Mon troisième article de la série « Le jeu de rôle, champ d’expression » est paru dans le JDR Mag N°46 ! 

+ L’art est un moyen très bruyant de se taire

Et vous, de quelle manière vos œuvres d’art filtrent-elles votre propos ?

 

Parties de jeu de rôle enregistrées

+ [Little Hô-Chi-Minh-Ville] La Cellule de Lazare

Quand le commando s’acquitte enfin d’une mission, la perspective orageuse d’un carré amoureux vient tout assombrir.

+ [Les Sentes] Devenir arbre

Un test à 12 personnes qui marque une scission entre les joueuses en transe et celles plus en recherche de contrôle, qui donnera lieu à des débats passionnés en vue d’aller plus loin vers le design inclusif. Avec des enregistrements par Claude Féry et JC Nau.

 

Récits de parties de jeu de rôle

+ [Mycorhizes] Le fardeau

La notion de famille prend un sacré coup dans l’aile pour ce premier test de Mycorhizes aux thèmes plutôt lourds, joué ici par SMS ! Avec en prime, une belle louche d’oubli et de vertige logique.

 

Parties jouées

+ [Oriente] Un bon gamin

Premier test d’Oriente (oui, après sa publication, je sais, c’est mal) dans les locaux de l’association La Ligue des Vannetais Ludiques (à Vannes, Morbihan). Nous avons choisi comme portrait le petit gamin aux cheveux bouclés et avons dressé de lui un portrait très nuancé et ambigu. La partie a été rythmée par une menace pressante (la première question a induit qu’on était poursuivi par des zombies et donc quasiment toutes les autres questions étaient des flash-back par rapport à cette course-poursuite). La partie fut longue (une trentaine de cartes, 1h1/2 de jeu) mais passionnante. Un succès. La révélation, ça a été l’idée (que j’avais pas prévu au départ, sinon je l’aurais indiqué sur une carte instruction) qu’on pouvait utiliser les différents portraits d’Oriente pour nos propres personnages et pour les figurants, pas seulement pour notre guide. L’utilisation des portraits rend la partie plus vivante et nous permet de caractériser très vite les personnages et les figurants.

+ [Oriente] La bulle

Deuxième test dans la foulée, avec la même équipe. Partie un peu plus courte (vingt cartes) et cette fois-ci on a pris la peine de construire un peu plus de scènes, à la demande d’un des joueurs. La partie nous a amené à décrire beaucoup plus de figurants, faisant partie de notre communauté ou représentant des antagonistes. On avait un deck de cartes complètement différent, ce qui a induit une histoire très éloignée de la précédente.
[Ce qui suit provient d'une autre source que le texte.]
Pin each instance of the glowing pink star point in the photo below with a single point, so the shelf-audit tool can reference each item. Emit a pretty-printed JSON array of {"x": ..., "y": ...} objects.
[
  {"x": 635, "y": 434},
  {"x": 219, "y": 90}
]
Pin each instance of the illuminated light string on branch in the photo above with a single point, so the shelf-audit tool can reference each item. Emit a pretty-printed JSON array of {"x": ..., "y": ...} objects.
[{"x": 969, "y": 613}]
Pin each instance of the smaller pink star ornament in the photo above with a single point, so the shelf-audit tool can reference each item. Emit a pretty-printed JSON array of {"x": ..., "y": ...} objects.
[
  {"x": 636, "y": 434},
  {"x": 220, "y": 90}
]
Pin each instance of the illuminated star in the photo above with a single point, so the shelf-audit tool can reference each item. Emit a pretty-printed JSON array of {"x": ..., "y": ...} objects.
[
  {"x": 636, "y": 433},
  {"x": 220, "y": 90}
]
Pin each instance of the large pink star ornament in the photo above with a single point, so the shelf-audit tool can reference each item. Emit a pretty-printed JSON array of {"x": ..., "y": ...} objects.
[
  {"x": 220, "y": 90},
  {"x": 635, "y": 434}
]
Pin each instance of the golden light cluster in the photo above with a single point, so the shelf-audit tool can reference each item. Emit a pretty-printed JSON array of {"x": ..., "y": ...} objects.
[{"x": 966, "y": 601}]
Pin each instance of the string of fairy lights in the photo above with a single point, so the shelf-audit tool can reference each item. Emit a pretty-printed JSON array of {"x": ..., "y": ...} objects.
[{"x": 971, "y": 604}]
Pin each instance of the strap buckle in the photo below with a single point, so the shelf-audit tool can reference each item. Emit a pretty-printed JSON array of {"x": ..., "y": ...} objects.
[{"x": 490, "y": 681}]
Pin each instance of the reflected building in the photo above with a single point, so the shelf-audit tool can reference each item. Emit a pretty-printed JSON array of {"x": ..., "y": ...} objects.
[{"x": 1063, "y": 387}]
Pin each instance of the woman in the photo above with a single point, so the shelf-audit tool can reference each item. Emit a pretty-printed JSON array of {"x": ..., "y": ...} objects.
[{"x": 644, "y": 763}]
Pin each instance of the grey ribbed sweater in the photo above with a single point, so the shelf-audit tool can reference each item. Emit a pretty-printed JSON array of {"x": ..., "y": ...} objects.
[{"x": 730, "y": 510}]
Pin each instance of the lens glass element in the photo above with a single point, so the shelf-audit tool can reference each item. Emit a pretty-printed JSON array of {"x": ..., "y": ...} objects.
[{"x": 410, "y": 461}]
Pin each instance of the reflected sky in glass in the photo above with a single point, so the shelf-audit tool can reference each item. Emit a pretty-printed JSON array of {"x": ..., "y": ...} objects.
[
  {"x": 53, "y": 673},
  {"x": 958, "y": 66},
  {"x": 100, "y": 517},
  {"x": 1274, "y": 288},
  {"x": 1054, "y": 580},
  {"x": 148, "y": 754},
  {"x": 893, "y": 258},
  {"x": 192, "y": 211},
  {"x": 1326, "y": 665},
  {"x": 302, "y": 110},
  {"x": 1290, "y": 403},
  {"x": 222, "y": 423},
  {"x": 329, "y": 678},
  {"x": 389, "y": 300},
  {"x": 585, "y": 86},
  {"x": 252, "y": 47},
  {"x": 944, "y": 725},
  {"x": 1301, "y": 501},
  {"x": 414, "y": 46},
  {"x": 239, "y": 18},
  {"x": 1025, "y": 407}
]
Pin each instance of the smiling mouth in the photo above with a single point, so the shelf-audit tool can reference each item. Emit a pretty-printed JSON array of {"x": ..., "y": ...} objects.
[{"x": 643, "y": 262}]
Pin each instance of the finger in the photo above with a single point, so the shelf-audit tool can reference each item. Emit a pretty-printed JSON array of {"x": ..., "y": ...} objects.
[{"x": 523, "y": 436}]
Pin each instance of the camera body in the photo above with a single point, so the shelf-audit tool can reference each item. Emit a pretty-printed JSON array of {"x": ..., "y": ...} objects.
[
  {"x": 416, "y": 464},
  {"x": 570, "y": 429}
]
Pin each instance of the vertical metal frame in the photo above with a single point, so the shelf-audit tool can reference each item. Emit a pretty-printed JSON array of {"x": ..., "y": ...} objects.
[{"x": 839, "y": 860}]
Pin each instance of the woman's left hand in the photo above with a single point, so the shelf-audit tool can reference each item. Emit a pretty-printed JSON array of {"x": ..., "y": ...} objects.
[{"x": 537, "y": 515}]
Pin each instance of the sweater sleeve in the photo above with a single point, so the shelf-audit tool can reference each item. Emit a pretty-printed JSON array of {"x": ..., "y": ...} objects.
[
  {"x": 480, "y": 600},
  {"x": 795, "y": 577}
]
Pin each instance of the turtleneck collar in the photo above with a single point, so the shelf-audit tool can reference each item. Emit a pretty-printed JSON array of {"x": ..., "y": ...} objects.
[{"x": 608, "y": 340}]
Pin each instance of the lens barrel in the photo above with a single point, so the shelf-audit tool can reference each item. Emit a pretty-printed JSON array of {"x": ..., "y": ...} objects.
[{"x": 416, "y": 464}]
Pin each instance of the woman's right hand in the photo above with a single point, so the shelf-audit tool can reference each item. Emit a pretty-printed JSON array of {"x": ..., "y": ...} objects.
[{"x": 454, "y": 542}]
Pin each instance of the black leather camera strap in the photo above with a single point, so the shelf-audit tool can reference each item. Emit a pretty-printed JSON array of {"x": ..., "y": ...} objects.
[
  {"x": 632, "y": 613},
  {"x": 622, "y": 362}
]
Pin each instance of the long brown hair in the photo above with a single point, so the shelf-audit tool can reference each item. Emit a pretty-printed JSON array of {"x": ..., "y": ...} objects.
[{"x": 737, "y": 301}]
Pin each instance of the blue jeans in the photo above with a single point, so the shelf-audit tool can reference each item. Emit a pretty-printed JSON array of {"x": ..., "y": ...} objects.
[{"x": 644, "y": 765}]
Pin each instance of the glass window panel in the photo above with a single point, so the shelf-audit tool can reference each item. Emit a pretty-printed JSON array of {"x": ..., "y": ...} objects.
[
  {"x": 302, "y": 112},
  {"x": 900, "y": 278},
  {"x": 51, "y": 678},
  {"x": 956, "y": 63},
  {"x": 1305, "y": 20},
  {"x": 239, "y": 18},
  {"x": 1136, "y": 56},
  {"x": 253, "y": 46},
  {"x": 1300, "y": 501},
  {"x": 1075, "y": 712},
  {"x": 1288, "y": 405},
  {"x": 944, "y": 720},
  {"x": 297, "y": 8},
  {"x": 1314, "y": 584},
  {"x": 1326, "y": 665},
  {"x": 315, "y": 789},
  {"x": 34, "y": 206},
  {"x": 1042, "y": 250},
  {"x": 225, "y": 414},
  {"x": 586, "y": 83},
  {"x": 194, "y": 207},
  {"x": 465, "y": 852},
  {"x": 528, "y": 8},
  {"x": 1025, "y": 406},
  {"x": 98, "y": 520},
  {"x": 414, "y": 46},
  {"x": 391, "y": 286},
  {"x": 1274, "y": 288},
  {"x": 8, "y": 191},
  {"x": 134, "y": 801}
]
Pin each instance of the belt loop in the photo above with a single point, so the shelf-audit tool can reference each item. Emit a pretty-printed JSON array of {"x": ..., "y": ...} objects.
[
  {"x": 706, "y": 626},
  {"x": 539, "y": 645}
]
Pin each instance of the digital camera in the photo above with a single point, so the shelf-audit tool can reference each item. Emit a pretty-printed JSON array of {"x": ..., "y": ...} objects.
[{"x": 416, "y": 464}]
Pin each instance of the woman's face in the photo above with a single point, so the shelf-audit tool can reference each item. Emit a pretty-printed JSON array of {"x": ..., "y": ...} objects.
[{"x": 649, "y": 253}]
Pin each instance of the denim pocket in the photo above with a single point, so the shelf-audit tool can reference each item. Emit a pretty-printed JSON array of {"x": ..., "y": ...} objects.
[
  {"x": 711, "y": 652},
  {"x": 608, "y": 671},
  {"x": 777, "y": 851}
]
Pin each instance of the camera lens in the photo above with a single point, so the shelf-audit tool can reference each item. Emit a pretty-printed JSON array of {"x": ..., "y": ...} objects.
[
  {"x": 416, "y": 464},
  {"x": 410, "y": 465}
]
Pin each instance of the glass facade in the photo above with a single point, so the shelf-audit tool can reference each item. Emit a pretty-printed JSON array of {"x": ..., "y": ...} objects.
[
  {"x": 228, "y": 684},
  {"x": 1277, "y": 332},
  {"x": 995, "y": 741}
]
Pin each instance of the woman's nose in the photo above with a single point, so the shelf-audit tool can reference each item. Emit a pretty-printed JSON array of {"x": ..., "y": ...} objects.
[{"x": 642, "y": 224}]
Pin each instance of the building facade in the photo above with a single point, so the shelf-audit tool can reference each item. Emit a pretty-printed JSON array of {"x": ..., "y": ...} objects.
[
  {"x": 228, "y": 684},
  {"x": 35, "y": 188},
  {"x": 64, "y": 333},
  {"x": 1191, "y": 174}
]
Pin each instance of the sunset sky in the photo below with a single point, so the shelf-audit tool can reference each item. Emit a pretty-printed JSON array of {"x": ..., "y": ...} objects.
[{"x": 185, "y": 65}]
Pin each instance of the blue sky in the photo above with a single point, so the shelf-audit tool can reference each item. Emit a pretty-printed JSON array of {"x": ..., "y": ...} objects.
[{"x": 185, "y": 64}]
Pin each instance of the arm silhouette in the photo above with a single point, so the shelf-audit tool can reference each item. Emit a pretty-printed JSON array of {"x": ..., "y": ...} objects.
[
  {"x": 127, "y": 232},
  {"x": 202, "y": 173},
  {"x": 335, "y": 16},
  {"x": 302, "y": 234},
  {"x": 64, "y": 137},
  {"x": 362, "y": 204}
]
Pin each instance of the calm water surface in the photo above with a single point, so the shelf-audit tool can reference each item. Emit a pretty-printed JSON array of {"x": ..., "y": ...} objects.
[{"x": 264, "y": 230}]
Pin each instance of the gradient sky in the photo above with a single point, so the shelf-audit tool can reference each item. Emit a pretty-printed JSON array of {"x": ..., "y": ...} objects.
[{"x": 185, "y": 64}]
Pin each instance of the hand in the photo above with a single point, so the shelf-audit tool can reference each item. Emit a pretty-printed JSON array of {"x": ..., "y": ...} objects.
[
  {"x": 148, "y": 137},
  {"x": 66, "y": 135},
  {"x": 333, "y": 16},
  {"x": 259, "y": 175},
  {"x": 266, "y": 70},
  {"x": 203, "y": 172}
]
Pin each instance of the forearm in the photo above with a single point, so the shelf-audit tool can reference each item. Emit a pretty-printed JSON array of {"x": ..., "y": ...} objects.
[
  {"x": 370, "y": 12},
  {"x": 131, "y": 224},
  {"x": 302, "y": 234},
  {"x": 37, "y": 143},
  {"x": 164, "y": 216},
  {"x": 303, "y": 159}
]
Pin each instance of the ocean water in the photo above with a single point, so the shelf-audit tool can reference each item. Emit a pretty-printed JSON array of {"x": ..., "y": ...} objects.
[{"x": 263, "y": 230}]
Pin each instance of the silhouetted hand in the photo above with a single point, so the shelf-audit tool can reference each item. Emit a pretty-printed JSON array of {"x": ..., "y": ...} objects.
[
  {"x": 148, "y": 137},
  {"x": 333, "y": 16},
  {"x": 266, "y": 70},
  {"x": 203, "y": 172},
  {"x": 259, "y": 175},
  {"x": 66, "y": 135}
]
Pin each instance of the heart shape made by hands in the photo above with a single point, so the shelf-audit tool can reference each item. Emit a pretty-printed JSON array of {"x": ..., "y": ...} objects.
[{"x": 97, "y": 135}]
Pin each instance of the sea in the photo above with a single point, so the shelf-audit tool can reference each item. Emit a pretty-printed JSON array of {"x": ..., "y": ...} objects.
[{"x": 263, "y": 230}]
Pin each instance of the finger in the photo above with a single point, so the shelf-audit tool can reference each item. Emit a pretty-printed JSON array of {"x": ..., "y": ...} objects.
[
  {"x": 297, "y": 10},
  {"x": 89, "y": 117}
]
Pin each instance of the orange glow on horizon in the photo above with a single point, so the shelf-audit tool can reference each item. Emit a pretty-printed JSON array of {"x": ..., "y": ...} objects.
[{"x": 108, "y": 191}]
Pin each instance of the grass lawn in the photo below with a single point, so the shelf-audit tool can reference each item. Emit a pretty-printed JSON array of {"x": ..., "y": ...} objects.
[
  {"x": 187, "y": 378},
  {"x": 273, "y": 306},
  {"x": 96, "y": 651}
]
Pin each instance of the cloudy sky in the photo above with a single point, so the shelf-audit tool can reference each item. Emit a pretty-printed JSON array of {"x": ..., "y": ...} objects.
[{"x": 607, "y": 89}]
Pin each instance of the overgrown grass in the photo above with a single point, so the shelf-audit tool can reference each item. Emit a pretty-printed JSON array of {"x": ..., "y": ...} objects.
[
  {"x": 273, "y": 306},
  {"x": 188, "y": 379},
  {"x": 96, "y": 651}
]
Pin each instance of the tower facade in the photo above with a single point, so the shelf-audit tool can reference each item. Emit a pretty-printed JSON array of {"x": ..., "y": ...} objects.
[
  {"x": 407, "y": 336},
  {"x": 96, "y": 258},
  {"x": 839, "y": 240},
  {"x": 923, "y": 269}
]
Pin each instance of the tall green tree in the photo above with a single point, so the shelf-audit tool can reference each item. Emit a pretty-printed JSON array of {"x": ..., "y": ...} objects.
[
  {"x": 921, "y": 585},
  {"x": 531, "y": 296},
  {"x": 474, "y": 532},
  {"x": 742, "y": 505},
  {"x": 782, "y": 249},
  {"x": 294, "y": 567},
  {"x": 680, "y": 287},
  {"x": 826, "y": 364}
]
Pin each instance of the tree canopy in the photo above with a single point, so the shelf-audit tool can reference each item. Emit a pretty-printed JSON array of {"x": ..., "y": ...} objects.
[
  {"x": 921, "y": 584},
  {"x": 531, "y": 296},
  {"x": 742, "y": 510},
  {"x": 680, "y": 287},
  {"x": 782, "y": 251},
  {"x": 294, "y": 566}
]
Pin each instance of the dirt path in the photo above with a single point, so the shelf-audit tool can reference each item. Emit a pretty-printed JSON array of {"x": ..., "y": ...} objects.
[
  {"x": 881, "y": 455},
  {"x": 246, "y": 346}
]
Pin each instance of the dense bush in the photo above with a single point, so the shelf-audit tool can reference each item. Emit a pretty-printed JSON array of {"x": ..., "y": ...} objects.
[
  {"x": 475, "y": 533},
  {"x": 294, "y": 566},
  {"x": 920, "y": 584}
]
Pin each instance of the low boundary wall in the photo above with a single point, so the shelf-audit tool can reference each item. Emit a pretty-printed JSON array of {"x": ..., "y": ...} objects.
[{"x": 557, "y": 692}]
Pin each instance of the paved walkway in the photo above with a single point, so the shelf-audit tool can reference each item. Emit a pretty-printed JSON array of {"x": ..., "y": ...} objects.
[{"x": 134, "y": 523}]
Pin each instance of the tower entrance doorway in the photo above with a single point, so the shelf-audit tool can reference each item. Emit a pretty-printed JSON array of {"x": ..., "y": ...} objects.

photo prise pendant la partie. crédit : Talmo, par courtoisie

+ [Oriente] La petite chinoise

Une partie improvisée en plein milieu d’un goûter d’anniversaire entre amis. 10 cartes, une demi-heure. Les jeux descended by the Queen sont vraiment un graal du jeu de rôle apéritif. On parle du concept, une envie naît, on joue de suite… Nous avons aussi découvert lors de cette partie que la question finale « Continuez-vous à suivre Oriente ? » permet en fait de prolonger la partie à l’envi : du moment qu’une majorité de personnages continuent de suivre Oriente, on peut refaire un deck de nouvelles questions et continuer l’aventure si le cœur nous en dit, et ce plusieurs fois de suite.

+ [Oriente] La babouchka

Une partie avec des amies sur Rennes. 20 cartes, deux heures (on s’est posé beaucoup de questions, ce qui a allongé le jeu). Plus encore que les autres tests, le thème du jeu s’est révélé être celui de la confiance. Dans cette partie ukrainienne aux accents d’un Terminus Radieux d’Antoine Volodine, nous suivions une vieille chamane tellement au-dessus de tout soupçon que c’en était louche. On a énormément travaillé la symbolique, ainsi que la psyché des personnages et les liens entre eux, et mon personnage est mort (suicide) avant la fin du jeu ! Ce fut aussi l’occasion de faire découvrir le jeu de rôle à une nouvelle joueuse de 80 ans qui a découvert le principe avec enthousiasme et s’est avérée très à l’aise : ce qui confirme la puissance des jeux descended by the queen comme jeux d’initiation.

+ [Oriente] Trancher les parties pourries

Une partie jouée à deux en textuel sur quelques jours. Compte-rendu à venir !

+ [Mycorhizes] Par dégoût de l’humanité

Une partie jouée en textuel par réseaux sociaux sur un mois. Compte-rendu à venir !

+ [Oriente] Ma chair et mon sang

Une partie solo jouée en textuel. Compte-rendu à venir !

+ [Les Sentes] Le baptême

Une partie de GN jouée à quatre en soirée au milieu des menhirs forestiers de ma commune d’habitation. Le découpage en trois lieux, et du coup trois temps (briefing, jour ; parcours initiatique, crépuscule ; résurgence, nuit) a bien contribué à l’ambiance immersive. C’était le premier test des fiches de destin, de temps forts et de communautés, qui combinées aux fiches de mission et aux rituels, ont créé une structure narrative bien solide. J’avais plutôt un public de (grands) débutants du GN, mais tout le monde a été conquis et moi-même j’ai trouvé l’expérience assez forte. Jouer de nuit à la faveur de la chaleur estivale, dans un contexte aussi évocateur qu’une forêt remplie de roches mégalithiques, c’est sans prix.

 

L’art est un moyen très bruyant de se taire

J’ai martelé sur ce blog que la créativité était un moyen d’expression et que s’exprimer était une chose importante, à la fois pour sa propre garde mais aussi pour l’intérêt du monde entier.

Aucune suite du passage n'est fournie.